Bun B maximise ses chances. Après avoir été invité à peu près partout, son tour est venu de convier tout un tas de gens de premier plan : ceux de Port Arthur et de Houston (Pimp C, Scarface, Z-Ro, et sur le même titre les Paul Wall, Chamillionaire, Slim Thug et Mike Jones susmentionnés, plus Lil' Flip et Lil'Keke), ceux d'ailleurs dans le Sud (Young Jeezy, Mannie Fresh, Ludacris, Birdman, T.I., Ying Yang Twins, Juvenile, Lil Jon) et aux Etats-Unis (Jay-Z, Too $hort), sans oublier le chanteur R&B (Trey Songz) et le rockeur (Travis Barker de Blink-182) de circonstance. Ils sont tous là. Toute la classe hip-hop 2005, et davantage encore.

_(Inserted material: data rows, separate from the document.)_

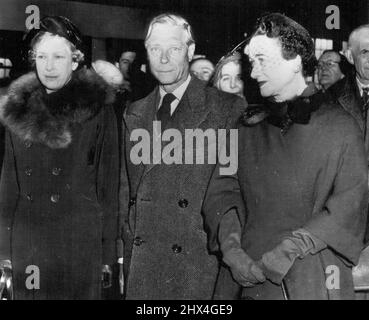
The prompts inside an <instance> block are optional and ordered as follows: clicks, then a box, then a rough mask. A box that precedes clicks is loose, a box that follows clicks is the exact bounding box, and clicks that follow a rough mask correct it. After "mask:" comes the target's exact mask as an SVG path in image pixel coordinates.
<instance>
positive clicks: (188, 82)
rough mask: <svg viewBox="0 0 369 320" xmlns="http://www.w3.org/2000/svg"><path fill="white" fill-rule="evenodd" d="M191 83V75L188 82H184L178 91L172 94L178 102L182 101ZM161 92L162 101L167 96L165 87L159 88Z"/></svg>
mask: <svg viewBox="0 0 369 320" xmlns="http://www.w3.org/2000/svg"><path fill="white" fill-rule="evenodd" d="M190 81H191V75H190V74H188V76H187V79H186V81H185V82H183V83H182V84H181V85H180V86H179V87H178V88H177V89H175V90H174V91H173V92H172V94H173V95H174V96H175V97H176V99H177V100H179V101H180V100H181V99H182V97H183V95H184V93H185V91H186V89H187V87H188V84H189V83H190ZM159 92H160V100H162V99H163V97H164V96H165V95H166V94H167V92H166V91H165V90H164V89H163V86H159Z"/></svg>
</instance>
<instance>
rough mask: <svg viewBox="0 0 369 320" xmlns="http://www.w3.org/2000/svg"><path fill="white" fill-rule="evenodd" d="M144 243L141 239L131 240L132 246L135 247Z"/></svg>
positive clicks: (137, 237)
mask: <svg viewBox="0 0 369 320" xmlns="http://www.w3.org/2000/svg"><path fill="white" fill-rule="evenodd" d="M144 242H145V241H144V240H142V239H141V237H135V239H134V240H133V244H134V245H135V246H140V245H141V244H143V243H144Z"/></svg>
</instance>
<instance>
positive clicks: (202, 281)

En conséquence, il faut pousser les meubles, il faut faire de la place sur ce disque, qui en est bien trop long. Bun B brasse trop de styles, celui de Houston mais aussi celui de Louisiane ("I'm Fresh", avec Mannie Fresh), la musique club d'Atlanta ("Trill Recognize Trill" avec Lil Jon, "Git It" avec les Ying Tang Twins), le hip-hop salace de la Baie à l'époque de Too $hort (avec l'intéressé sur "Who Need A B"), des intimidations de gangster gorgées de synthé ("I'm A G"), du rap gorgé de vieille soul ("The Story", "Pushin'" avec son sample des Impressions) ou de chants R&B (ceux de Jazze Pha sur "I’m Ballin’" et de Trey Songz sur "Hold U Down").

Trill souffre d'être un blockbuster. Il en a les principaux défauts : l'hétérogénéité, la pluralité insensée des producteurs, la longueur excessive, la volonté de manger à tous les râteliers et de plaire à tout le monde, avec des morceaux grossiers censés en mettre plein la vue ("Bun") et d'autres dont la guestlist est à peu près le seul faire-valoir ("Get Throwed").

Mais Trill a aussi les qualités de ses ambitions, avec des titres en phase avec le zeitgeist, comme les susmentionnés "Draped Up" (tellement bon qu'il est présent en deux versions) et ""What I Represent". Et puis la voix grave et pleine d'autorité qui caractérise Bun B apporte une trame à ce patchwork qu'est Trill, tant bien que mal. Il n'y aura désormais plus qu'une libération de Pimp C pour qu'enfin, les rois du Sud élargissent une fois pour toute leur audience. Très loin, bien au-delà, de l'underground dont ils se revendiquent.